This in 13 The connection piece 1350 shown again has an identical connection structure 1354 to all the examples described above. It also again has two continuously fluidically separate fluid channels 1352, 1353, which in the plugged-in state communicate fluidly with one of the media outlets 118, 119 of the output terminal 114. In contrast to the other examples, it differs again with regard to the receptacle 1368, which is designed here to accommodate an elastomer seal 1374 as a sealing element and a centering element in the form of a hollow-cylindrical centering pin 1376. As in 14 can be seen, the connecting piece 1350 with the elastomeric seal 1374 is placed on the surface of a microfluidic cartridge 1380 in a fluid-tight manner, with the pins 1376 ensuring precise alignment of the openings of the fluid channels 1352, 1353 with the fluid inlets in the cartridge.
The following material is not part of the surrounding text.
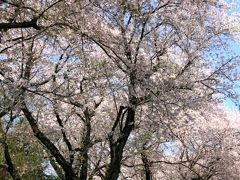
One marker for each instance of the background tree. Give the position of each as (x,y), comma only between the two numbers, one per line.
(104,86)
The dosing system according to the invention can be used as a single or multi-channel pipette. The application is not limited to liquid transfer with pipette tips, but the dosing system can also be equipped with other aids such as capillaries, dosing needles, cannulas, Luer connectors, channel openings with sealing elements, nozzles or a complex microfluidic head adapter. The dosing system can be operated manually but also automatically, for example in line, room portal or robot or cobot systems. The dosing head is controlled here, for example, via syringe pumps that are filled with air or liquid. On the one hand, this makes it possible to use the microfluidic dosing system as a pipette and, on the other hand, to convey fluids via the dosing system. In addition, it is also possible to use the microfluidic dosing system as an actuator for microfluidic cartridges by applying individual pressures to the various output terminals. With the present invention, a sample enrichment and processing with a sample analysis can thus be realized by the microfluidic dosing system in combination with a microfluidic cartridge (lab-on-a-chip).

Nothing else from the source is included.